Given the recent spate of high-profile cyber breaches such as attack on Jaguar Land Rover which stopped production and required government assistance, Microsoft by 2025 Digital security report calls on IT departments to ensure cyber risk management is at the board level.
Microsoft recommended that IT leaders treat cybersecurity as a business risk, on par with financial or legal issues. “It is important that corporate boards and CEOs understand their organization’s security vulnerabilities,” the report states.
The company encouraged IT leaders to track and report metrics such as multi-factor authentication coverage, patch latency, number of incidents and incident response times to gain a complete understanding of both the organization's potential vulnerabilities and its preparedness in the event of a cybersecurity incident.
Other recommendations include ensuring compliance Phishing-resistant multi-factor authentication for all accounts, including administrative, and audit perimeter access provided to trusted partners.
Over the past year, Microsoft said it continues to see actors ramp up the development of new and innovative techniques to challenge defense organizations that deploy them for detection and prevention. He noted that the daily threats organizations face remain largely the same, and that attacks tend to be opportunistic in nature, with threat actors targeting known security holes.
“While users around the world are at risk, we have seen the majority of attacks over the past six months targeting the US, UK, Israel and Germany,” Microsoft said.

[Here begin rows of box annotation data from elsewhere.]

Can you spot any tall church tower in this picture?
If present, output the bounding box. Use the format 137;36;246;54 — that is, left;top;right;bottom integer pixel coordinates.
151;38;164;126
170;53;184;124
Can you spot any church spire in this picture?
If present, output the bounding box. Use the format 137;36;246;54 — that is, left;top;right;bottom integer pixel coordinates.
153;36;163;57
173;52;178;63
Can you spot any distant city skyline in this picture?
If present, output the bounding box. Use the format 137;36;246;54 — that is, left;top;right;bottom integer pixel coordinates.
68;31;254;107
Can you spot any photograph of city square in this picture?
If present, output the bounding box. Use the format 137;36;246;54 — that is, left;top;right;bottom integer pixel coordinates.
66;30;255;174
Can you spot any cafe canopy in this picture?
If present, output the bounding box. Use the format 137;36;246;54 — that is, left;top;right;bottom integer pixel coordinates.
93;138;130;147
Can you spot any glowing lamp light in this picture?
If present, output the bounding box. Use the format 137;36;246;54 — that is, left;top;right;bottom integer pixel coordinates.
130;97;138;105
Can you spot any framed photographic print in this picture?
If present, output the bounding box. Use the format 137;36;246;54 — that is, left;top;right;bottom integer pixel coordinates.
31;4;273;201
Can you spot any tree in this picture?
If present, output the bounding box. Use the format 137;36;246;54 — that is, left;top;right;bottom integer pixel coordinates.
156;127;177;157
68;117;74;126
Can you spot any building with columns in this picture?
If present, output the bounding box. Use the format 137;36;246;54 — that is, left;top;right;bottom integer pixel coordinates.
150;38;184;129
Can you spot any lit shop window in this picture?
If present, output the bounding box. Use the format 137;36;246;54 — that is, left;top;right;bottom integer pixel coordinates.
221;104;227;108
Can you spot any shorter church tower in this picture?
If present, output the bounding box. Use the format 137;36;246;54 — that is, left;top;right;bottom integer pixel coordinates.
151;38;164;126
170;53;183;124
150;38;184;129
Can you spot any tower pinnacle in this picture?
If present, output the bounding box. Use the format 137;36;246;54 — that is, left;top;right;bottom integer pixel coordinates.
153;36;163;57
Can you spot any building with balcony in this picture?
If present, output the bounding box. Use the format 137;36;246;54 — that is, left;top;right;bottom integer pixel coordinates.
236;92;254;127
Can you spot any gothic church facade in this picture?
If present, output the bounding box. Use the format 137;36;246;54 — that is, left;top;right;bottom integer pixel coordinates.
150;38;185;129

The report found that governments and the public sector were hit the hardest by cyberattacks. Microsoft warned that many local governments are running on legacy systems that are difficult to patch and secure, while budget constraints and small IT teams often mean delayed updates, minimal threat monitoring and limited incident response capabilities. This makes them valuable targets for both nation-state actors and financially motivated cybercriminals.
A Microsoft study found that the main attack vectors for hackers were web perimeter assets (18%) and external remote services (12%), and, to a lesser extent, supply chains (3%).
However, Microsoft said it continues to monitor attackers targeting trusting relationship with upstream managed service providers, remote access services such as virtual private network or virtual private server systems, remote monitoring and management tools, cloud backups, continuous integration and continuous delivery pipelines, and third-party deployment software providers to gain access through trusted or commonly deployed IT systems.
Microsoft warned that these intrusions typically compromise privileged vendor accounts, use unpatched software, or insert malicious code into legitimate components. The report's authors recommended that organizations check access rights, review software specifications, maintain dependency hygiene, and perform run-time integrity checks.
In a blog post discussing the findings, Amy Hogan-Burney, corporate vice president of security and customer trust at Microsoft, said, “Organizational leaders must view cybersecurity as a core strategic priority, not just an IT issue, and build the resilience of their technology and operations from the ground up.”
She also warned that the use of artificial intelligence speeds up the development of malware and creates more realistic synthetic content, making activities such as phishing and ransomware attacks more effective. “Opportunistic attackers are now targeting everyone – big and small – making cybercrime a universal, omnipresent threat that permeates our daily lives,” Hogan-Burney said.